Sidenote: Literally any button press you could reasonably expect to move to another slide works. PgDown, Right, Down, Space. Stop shitting up a decent submission to whine about it.
In Postgres, UUIDs are stored in 128 bits, so it's hardly any overhead in almost all use cases, so if you can save yourself a day or two, or three, or a week of work just by switching your mental default from an integer to a UUID, that's a pretty big win.
1. Offline / sync - you can have out-of-sync or offline clients (e.g mobile apps) inserting new data without worrying about pk mismatch or collisions.
2. security - it's obviously a bit of security through obscurity, but not being able to guess the key of an object can be very useful some time. It shouldn't be relied on as a first line of defence, but it gives you a naturally impossible-to-guess reference. If you want to avoid someone crawling through your image-base or any object that is generally accessible, but you want to avoid having it accessible in-bulk, UUID is your friend.
3. Silly mistakes - If you pass an object id, you really want to know it can only be for one object. Maybe the front-end is sending an id of one object, but the backend is working on another (shit happens). When you use sequential ids, you increase the chance of weird stuff going on. With UUIDs you simply can't use the wrong id, even by mistake.
Of course you can also use a UUID that's less random, e.g. something with an incrementing first part and a small random last part.
If you want incrementing UUIDs, use v1 UUIDs, which are based MAC address + a timestamp.

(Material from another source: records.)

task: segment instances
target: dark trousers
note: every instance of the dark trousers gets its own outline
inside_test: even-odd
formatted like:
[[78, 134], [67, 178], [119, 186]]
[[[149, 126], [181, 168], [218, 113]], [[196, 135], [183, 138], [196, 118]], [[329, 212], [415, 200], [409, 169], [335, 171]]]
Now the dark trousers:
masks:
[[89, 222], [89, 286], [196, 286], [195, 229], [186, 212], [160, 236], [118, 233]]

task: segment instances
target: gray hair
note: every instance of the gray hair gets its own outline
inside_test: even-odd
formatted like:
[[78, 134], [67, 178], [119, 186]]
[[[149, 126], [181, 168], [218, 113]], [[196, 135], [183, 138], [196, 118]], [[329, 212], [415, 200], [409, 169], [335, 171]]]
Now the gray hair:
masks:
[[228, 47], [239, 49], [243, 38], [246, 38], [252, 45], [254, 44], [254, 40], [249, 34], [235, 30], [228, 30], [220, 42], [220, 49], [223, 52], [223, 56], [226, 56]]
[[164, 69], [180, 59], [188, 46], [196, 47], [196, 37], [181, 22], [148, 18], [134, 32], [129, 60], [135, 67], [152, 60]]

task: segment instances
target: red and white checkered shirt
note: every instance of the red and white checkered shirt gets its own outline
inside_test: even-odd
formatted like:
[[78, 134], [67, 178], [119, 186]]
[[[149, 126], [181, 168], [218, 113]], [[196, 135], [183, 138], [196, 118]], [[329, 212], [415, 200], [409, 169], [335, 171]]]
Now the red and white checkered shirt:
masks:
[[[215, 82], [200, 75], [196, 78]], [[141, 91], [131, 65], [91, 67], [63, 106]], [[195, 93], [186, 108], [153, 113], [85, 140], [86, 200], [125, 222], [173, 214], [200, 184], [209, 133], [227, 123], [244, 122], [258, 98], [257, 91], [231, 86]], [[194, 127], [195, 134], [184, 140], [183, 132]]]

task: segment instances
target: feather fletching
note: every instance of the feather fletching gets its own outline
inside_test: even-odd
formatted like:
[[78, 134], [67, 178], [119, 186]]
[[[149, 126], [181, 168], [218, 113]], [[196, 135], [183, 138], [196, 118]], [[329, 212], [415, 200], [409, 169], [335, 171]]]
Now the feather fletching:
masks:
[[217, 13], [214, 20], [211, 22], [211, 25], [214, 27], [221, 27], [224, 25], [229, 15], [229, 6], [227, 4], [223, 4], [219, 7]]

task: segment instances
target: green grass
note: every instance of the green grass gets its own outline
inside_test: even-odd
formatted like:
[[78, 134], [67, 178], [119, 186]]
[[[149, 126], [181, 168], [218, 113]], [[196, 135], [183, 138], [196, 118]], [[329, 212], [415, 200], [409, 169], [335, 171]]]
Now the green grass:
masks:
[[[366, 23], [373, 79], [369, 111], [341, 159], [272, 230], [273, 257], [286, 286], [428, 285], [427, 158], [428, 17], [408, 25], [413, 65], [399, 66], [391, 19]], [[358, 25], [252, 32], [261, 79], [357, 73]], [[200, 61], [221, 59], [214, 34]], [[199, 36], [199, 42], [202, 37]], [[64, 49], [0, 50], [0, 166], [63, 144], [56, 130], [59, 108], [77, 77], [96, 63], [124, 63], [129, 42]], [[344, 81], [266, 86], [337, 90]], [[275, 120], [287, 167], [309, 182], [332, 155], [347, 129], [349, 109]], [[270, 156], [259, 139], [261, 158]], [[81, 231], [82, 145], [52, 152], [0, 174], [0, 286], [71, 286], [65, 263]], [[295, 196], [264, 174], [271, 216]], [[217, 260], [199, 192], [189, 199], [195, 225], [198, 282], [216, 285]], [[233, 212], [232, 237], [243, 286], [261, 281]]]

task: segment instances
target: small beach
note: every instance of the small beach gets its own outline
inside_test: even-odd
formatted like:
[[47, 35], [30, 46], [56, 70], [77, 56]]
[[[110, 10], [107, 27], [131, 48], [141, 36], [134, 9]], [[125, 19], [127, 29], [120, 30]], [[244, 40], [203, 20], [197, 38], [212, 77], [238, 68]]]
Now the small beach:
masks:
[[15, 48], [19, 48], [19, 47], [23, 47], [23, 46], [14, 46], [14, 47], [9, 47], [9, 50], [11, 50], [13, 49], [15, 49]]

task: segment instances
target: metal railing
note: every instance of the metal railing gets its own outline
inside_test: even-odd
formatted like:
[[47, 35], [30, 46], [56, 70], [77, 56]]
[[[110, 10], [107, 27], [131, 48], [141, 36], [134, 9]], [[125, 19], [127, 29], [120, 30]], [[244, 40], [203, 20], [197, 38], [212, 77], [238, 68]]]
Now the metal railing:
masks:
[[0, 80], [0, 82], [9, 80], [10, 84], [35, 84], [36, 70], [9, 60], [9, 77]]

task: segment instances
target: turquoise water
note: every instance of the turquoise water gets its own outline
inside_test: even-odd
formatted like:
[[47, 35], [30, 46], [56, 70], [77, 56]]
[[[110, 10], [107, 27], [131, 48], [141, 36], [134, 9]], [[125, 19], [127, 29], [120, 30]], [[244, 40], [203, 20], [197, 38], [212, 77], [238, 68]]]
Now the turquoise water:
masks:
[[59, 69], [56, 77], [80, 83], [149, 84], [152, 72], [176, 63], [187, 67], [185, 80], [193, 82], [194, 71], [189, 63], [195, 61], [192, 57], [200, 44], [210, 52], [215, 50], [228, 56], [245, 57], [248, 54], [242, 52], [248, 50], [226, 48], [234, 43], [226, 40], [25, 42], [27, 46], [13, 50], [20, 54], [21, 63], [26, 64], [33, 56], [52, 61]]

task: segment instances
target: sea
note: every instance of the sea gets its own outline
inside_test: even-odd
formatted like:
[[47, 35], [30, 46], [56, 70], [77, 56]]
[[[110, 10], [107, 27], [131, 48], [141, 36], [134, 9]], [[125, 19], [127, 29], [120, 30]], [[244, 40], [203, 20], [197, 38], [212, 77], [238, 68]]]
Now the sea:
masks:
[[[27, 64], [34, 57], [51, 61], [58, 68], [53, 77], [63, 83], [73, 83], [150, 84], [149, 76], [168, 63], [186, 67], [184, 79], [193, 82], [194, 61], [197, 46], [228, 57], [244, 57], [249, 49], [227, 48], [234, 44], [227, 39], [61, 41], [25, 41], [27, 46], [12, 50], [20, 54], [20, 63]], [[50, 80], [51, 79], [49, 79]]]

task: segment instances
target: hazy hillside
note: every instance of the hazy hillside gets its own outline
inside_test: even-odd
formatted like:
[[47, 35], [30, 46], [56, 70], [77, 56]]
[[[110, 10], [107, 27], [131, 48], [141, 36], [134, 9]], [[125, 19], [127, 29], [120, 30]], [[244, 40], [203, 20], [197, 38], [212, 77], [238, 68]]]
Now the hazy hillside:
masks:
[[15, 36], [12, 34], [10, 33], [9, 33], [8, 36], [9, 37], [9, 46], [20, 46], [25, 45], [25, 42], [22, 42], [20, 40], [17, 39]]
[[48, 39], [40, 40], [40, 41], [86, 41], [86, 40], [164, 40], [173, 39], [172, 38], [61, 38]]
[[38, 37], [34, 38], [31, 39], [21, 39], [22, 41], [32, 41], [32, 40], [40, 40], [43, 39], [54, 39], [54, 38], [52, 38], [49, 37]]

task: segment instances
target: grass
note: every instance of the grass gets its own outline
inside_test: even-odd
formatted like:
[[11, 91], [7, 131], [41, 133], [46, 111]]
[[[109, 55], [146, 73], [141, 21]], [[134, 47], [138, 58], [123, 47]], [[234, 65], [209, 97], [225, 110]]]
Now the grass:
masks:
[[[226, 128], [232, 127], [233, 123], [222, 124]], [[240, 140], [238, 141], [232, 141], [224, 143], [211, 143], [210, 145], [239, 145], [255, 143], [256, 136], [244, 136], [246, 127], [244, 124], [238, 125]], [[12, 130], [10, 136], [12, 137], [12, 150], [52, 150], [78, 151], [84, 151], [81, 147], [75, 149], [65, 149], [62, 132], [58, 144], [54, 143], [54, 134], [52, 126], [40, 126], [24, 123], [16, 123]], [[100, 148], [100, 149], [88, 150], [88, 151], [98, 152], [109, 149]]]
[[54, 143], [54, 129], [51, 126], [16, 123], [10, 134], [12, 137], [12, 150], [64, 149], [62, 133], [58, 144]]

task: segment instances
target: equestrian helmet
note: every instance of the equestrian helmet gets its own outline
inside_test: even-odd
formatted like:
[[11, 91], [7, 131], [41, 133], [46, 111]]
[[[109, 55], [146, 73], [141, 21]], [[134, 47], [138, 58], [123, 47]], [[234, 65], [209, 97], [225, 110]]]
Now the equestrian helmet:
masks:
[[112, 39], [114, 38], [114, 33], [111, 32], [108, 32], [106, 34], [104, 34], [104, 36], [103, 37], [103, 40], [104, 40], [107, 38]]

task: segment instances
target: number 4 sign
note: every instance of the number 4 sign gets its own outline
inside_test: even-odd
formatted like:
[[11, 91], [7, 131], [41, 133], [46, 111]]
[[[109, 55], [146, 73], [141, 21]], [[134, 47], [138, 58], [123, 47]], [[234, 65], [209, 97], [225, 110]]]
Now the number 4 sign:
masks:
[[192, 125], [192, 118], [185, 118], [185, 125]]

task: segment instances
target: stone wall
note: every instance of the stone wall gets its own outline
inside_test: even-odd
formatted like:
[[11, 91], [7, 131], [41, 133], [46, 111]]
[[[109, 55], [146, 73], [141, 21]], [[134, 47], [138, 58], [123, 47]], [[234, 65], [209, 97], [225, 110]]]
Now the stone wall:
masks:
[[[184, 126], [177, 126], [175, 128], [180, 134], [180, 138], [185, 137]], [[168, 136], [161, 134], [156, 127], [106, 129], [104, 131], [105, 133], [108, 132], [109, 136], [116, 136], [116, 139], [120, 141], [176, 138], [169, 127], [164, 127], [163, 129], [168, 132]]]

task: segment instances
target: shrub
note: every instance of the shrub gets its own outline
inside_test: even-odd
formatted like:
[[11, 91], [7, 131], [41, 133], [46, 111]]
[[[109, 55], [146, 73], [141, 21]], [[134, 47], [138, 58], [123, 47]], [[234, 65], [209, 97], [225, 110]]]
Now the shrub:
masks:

These change in a predictable way and are more indexable.
This is what happens when I try to sound cleverer than I actually am. :(
So, your system would not be memory bandwidtht constrained, not because it has many threads using roughly the same memory blocks, but because it has one thread at a time working on those memory blocks.
What they ended up with was pretty much UUID but for a more limited deployment: the real issue is just that UUID is extreme overkill, designed to allow every individual user to generate unique identifiers (something that sounds cool, but in practice is worthless as you can't trust the clients).
Assuming UUID v1 right?
The way to think about the problem is that at the granularity of your timestamp you lose the ability to uniquely generate identifiers across multiple nodes (on the single node, this is handled with the sequence number), so you need some kind of identifier for the instance of the generator itself: with UUIDs, they spend a relatively immense number of bits storing the computer's MAC, but if you know you know you only have a smaller-scale deployment and are able/willing to centrally plan identifiers for the deployed nodes, you can get buy with something akin to this "shard ID".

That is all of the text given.